В конторе кто-то из руководителей базы — на двери не было написано, — листая настольный календарь в поисках записи для памяти, объяснил:
— Без отношения от организации — никакого разговора. Кто вы? Что вы? Одни слова.
Скрепя сердце Павел заявился в контору дистанции. Подал черновик Лидии Александровне. Она выдернула из его пальцев бумагу, молча отстукала на официальном бланке и отодвинула, как отодвигают очередную жалобу назойливого просителя. Направился к Зимарину. Тот взглянул неприязненно.
— Прежним курсом?
— Как видите.
— Ну-ну… Отказывать опасно, в консерваторы угодишь.
Подписал и тоже двинул бумагу к краю стола, как сдвигают хлам. Павел стерпел. В последнее время он затвердел в своих чувствах. Будто процеживал обиду, фильтруя и не пуская глубоко в душу. Взял бумагу и опять к Лидии Александровне.
— Номер, — сказал он.
Та с торопливостью машины поставила дату и исходящий номер.
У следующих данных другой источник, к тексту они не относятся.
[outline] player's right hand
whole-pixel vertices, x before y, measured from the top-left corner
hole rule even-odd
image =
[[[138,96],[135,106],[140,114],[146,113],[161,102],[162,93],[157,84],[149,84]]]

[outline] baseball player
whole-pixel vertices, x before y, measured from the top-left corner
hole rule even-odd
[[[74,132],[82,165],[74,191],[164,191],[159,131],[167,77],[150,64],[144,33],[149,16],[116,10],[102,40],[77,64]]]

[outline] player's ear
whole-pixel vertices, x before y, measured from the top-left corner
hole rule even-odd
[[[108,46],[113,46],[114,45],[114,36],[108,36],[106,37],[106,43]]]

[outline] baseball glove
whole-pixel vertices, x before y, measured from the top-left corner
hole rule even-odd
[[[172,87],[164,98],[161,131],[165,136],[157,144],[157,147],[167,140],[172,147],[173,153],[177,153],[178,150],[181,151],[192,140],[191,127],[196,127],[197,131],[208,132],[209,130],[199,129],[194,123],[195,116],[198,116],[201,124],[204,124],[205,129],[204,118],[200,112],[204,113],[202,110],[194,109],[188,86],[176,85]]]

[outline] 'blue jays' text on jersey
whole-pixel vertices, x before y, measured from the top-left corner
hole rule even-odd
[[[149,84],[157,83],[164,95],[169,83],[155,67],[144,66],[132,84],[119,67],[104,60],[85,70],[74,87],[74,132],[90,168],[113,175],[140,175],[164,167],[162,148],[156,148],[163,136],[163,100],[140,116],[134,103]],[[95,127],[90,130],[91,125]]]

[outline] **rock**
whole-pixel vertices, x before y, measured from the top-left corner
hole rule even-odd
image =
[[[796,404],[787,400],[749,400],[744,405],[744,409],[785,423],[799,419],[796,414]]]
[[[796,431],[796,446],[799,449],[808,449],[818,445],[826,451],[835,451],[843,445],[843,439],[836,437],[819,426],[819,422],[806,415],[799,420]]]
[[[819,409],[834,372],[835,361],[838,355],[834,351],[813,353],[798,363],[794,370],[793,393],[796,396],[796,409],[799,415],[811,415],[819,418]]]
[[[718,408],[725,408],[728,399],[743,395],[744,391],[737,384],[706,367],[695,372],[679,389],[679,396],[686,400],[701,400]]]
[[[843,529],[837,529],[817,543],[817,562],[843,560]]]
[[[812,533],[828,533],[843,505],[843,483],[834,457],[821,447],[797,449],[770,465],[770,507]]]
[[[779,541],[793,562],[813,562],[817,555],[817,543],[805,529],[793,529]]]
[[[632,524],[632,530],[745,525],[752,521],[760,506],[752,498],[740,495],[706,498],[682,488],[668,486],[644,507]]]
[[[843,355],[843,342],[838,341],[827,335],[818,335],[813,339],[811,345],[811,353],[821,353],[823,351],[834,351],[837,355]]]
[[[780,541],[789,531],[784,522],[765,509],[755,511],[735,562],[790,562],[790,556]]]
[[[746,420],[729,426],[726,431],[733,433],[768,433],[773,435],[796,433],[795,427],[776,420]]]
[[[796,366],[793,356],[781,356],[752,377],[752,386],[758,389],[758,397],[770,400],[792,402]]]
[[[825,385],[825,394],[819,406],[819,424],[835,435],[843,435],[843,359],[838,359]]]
— Кого вы строите из себя? Мученика? Вся контора так говорит. Работали бы как все. Топорщитесь, выкозюливаете…
— До свидания.
Полдня ходил под бесконечно длинными навесами, по площадям между складами, заваленным сеялками, культиваторами, плугами. Предмет особого внимания — силосоуборочные комбайны. Но они разочаровали Павла. На комбайнах стояли кривые заостренные скобы, похожие на огрубленные концы изогнутых рессор. Эти пружинистые листы будут измельчать рыхлые кукурузные стебли, густую листву сочных трав. А как с древесными кустами?
Павел снова пошел по складам. Длинные, грубо сколоченные ящики лежали нескончаемыми прямоугольными штабелями. С ящиков свисали замасленные ярлыки. Одно и то же: тяги, шкивы, шестеренки, подшипники. Отдельные ящики были разбиты, и коричневая, пропитанная маслом бумага выпячивалась, обретала очертания зубчатых колесиков и плоских дисков. У высокого склада, сложенного из гладких железобетонных плит, с красными загогулинами вентиляционных труб, остановился.